Eun-woo realized then that he had already been convicted. The interrogation was not a search for truth but a process of documentation. Mr. Kwak already had his conclusion; this room was simply where that conclusion would be formalized through confession or coercion.

A different kind of fear settled over him—not the sharp fear of immediate danger, but a colder, deeper dread. The fear of a system that had already decided his fate.

"I want a lawyer," Eun-woo said quietly.

Mr. Kwak's expression didn't change, but something flickered behind his eyes. He stood slowly and gathered his papers.

"Of course," he said. "That's your right." He moved toward the door, paused, and turned back. "But understand, Mr. Cha, that cooperation now would go much better for you in court. A voluntary confession, contrition, the opportunity to explain your state of mind... these things matter to judges. Once we move to formal charges, once this goes to trial, the narrative becomes fixed.
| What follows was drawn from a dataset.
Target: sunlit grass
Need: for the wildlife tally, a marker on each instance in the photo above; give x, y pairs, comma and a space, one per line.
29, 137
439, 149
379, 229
And right now, the narrative is very clear."

He stepped out of the room and closed the door behind him.

Eun-woo sat alone under the harsh light, the fluorescent tubes humming their mechanical song. His hands were shaking now, and he clasped them together to still them. Through the frosted window, he could see shadows moving—officers, detectives, people discussing his fate in terms he could not hear.

For the first time, he understood with perfect clarity: he was not in an interrogation room seeking truth. He was in a tomb. And the walls were already closing in.